Purpose: This study compared two subsequent pipelines for high resolution WGS-based molecular typing.
Methods: First, whole genome multilocus sequence typing (wgMLST) was applied to WGS data from all 10,000+ isolates available on NCBI, with the purpose to detect clusters of highly related strains. Clusters, defined by wgMLST, were then characterized by whole genome single-nucleotide polymorphism (wgSNP) analysis. SNP variants detected by mapping the WGS reads to a reference chosen from within the cluster were used to maximize the resolution. As working examples, we identified clusters containing isolates originating from different food sources. Both analysis pipelines were run on the BioNumerics® Calculation Engine, which is fully integrated with the BioNumerics®7.6 software.
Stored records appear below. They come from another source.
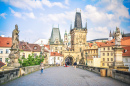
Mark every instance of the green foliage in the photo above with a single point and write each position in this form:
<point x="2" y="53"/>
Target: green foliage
<point x="31" y="60"/>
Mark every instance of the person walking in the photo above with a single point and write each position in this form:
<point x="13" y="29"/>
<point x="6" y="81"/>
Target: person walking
<point x="75" y="64"/>
<point x="41" y="67"/>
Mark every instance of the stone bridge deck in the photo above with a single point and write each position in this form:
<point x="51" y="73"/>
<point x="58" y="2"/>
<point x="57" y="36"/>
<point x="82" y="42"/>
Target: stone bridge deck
<point x="62" y="76"/>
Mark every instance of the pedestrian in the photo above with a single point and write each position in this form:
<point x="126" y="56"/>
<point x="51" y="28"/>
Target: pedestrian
<point x="66" y="64"/>
<point x="41" y="67"/>
<point x="75" y="64"/>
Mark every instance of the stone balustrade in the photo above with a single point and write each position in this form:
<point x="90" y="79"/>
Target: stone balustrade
<point x="7" y="75"/>
<point x="116" y="74"/>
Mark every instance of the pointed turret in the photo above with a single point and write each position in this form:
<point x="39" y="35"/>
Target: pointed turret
<point x="55" y="34"/>
<point x="70" y="26"/>
<point x="78" y="21"/>
<point x="86" y="24"/>
<point x="110" y="35"/>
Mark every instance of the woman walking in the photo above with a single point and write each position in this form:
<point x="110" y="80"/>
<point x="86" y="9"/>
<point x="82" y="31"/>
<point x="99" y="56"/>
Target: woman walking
<point x="75" y="64"/>
<point x="41" y="67"/>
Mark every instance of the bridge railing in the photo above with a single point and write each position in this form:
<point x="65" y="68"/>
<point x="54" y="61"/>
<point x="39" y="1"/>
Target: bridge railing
<point x="116" y="74"/>
<point x="7" y="75"/>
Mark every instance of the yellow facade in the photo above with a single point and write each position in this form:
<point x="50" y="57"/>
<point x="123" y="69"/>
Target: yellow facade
<point x="107" y="56"/>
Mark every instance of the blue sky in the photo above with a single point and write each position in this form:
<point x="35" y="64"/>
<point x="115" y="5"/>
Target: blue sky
<point x="35" y="18"/>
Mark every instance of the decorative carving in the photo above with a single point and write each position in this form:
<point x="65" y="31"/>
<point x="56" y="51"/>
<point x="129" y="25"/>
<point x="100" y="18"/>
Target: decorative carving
<point x="14" y="54"/>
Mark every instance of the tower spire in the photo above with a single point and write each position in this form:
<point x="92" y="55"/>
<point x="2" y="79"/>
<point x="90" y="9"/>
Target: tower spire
<point x="78" y="20"/>
<point x="86" y="24"/>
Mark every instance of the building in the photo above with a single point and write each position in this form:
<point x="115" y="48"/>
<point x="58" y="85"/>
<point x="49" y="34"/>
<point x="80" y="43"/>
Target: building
<point x="27" y="48"/>
<point x="126" y="56"/>
<point x="55" y="58"/>
<point x="41" y="42"/>
<point x="5" y="46"/>
<point x="107" y="52"/>
<point x="67" y="41"/>
<point x="55" y="41"/>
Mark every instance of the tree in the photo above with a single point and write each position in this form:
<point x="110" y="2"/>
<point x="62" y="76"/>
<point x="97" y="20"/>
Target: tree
<point x="31" y="60"/>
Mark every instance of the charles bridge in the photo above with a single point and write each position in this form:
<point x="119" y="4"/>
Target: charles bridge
<point x="63" y="76"/>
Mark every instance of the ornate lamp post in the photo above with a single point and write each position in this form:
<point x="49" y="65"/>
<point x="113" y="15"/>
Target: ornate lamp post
<point x="86" y="58"/>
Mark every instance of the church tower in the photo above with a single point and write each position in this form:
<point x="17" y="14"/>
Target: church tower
<point x="78" y="34"/>
<point x="65" y="40"/>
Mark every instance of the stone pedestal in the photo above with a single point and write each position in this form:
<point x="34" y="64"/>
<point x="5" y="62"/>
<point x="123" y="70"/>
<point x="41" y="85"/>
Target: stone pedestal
<point x="118" y="60"/>
<point x="14" y="55"/>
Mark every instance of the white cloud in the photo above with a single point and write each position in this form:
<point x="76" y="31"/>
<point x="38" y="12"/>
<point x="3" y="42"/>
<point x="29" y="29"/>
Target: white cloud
<point x="97" y="32"/>
<point x="33" y="4"/>
<point x="3" y="15"/>
<point x="22" y="15"/>
<point x="67" y="2"/>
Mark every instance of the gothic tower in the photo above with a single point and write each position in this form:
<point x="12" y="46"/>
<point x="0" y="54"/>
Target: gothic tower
<point x="78" y="34"/>
<point x="65" y="40"/>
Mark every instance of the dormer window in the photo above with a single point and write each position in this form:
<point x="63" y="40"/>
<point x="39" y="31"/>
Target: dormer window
<point x="125" y="51"/>
<point x="35" y="47"/>
<point x="23" y="47"/>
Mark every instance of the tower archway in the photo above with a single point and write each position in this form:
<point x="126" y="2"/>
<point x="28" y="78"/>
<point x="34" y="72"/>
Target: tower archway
<point x="69" y="60"/>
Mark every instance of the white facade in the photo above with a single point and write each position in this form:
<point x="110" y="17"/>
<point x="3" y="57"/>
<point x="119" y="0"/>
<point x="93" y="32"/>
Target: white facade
<point x="126" y="61"/>
<point x="55" y="59"/>
<point x="41" y="42"/>
<point x="4" y="54"/>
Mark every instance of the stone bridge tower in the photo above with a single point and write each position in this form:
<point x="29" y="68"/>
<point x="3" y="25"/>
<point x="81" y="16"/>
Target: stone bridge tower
<point x="78" y="34"/>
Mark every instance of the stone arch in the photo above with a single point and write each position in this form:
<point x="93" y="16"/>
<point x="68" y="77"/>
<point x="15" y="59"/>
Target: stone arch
<point x="69" y="56"/>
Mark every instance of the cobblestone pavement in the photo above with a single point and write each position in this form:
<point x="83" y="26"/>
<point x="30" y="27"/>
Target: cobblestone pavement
<point x="64" y="76"/>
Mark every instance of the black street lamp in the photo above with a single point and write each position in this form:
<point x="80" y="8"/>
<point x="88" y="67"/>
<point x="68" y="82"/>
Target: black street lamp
<point x="86" y="58"/>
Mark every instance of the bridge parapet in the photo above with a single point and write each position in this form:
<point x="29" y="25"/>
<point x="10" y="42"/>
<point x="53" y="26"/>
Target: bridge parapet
<point x="116" y="74"/>
<point x="7" y="75"/>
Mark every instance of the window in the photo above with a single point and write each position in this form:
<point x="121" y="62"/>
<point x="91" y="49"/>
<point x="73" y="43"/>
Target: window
<point x="107" y="64"/>
<point x="108" y="48"/>
<point x="35" y="54"/>
<point x="55" y="48"/>
<point x="1" y="59"/>
<point x="6" y="59"/>
<point x="35" y="47"/>
<point x="23" y="56"/>
<point x="1" y="51"/>
<point x="107" y="54"/>
<point x="111" y="54"/>
<point x="103" y="59"/>
<point x="7" y="51"/>
<point x="23" y="47"/>
<point x="80" y="49"/>
<point x="103" y="64"/>
<point x="107" y="59"/>
<point x="56" y="42"/>
<point x="111" y="59"/>
<point x="103" y="54"/>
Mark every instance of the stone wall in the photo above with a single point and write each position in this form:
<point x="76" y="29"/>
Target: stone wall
<point x="11" y="74"/>
<point x="116" y="74"/>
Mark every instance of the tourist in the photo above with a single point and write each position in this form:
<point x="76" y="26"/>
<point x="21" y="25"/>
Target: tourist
<point x="41" y="67"/>
<point x="75" y="64"/>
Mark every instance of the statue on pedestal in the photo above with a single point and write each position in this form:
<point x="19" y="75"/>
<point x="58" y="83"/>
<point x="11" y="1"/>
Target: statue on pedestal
<point x="14" y="54"/>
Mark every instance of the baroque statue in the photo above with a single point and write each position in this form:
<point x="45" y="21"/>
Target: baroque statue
<point x="14" y="54"/>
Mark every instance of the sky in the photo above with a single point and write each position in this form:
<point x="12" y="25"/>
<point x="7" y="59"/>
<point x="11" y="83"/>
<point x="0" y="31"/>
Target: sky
<point x="35" y="18"/>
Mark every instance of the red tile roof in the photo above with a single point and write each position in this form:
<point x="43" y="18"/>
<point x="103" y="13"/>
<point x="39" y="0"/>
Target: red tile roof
<point x="25" y="46"/>
<point x="56" y="54"/>
<point x="90" y="44"/>
<point x="124" y="41"/>
<point x="48" y="46"/>
<point x="1" y="64"/>
<point x="126" y="51"/>
<point x="5" y="41"/>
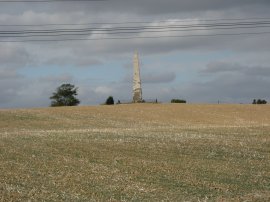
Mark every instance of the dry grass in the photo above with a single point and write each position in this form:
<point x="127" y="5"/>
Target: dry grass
<point x="145" y="152"/>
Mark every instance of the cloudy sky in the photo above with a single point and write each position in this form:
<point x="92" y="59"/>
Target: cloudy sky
<point x="198" y="63"/>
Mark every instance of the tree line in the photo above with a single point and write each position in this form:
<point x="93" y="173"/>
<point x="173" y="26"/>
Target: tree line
<point x="65" y="95"/>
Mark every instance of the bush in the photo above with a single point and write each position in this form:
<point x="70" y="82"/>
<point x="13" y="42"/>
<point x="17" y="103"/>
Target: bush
<point x="178" y="101"/>
<point x="65" y="96"/>
<point x="259" y="101"/>
<point x="109" y="101"/>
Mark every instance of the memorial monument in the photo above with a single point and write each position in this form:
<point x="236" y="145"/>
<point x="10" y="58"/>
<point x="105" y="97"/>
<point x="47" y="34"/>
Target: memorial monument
<point x="137" y="90"/>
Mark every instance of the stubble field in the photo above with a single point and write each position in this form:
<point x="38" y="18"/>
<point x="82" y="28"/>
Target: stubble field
<point x="144" y="152"/>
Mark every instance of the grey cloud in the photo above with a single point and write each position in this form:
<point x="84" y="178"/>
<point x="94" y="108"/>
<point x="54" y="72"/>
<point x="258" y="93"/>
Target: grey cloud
<point x="164" y="77"/>
<point x="225" y="67"/>
<point x="12" y="55"/>
<point x="221" y="67"/>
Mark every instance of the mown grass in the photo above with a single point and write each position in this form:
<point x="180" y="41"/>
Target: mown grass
<point x="136" y="153"/>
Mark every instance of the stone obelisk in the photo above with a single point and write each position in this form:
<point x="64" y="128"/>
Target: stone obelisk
<point x="137" y="90"/>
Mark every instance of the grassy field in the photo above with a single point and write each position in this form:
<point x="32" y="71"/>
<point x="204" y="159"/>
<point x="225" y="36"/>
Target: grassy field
<point x="144" y="152"/>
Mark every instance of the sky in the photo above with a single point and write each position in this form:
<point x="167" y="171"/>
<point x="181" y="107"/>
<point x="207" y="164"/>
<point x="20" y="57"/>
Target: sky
<point x="199" y="65"/>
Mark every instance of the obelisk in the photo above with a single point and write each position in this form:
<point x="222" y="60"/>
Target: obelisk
<point x="137" y="90"/>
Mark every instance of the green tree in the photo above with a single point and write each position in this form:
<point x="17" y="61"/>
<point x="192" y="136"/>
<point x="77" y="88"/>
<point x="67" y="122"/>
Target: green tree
<point x="65" y="96"/>
<point x="109" y="101"/>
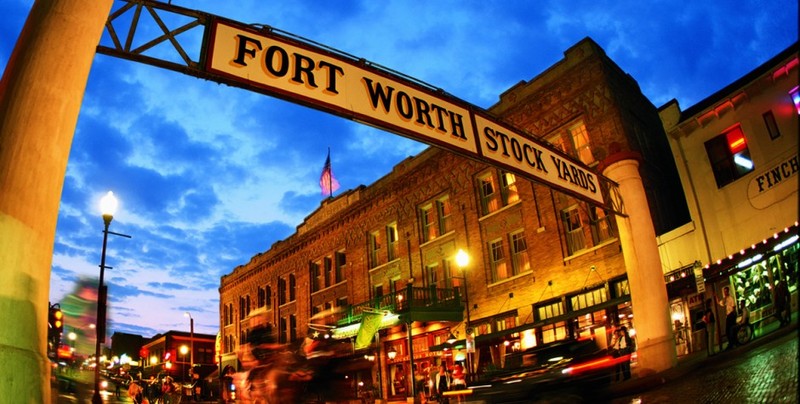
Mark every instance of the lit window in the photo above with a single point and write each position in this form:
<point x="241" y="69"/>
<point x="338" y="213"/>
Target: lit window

Results: We demonstrated that wgMLST was suitable for the analysis of very large (growing) datasets; making it a suitable technique for outbreak surveillance. The added resolution of wgSNP against an internal reference sequence increased the confidence in the detected clusters. This supports epidemiologists in their source tracking efforts, opening many perspectives for cost efficient food safety and public health monitoring programs.
Significance: BioNumerics® 7.6 software offers a powerful platform where both wgMLST and wgSNP analysis can be performed at high-throughput rates, and in combination with traditional typing data (MLST, PFGE, etc.) to rapidly provide a robust, portable, and high resolution picture of molecular typing data.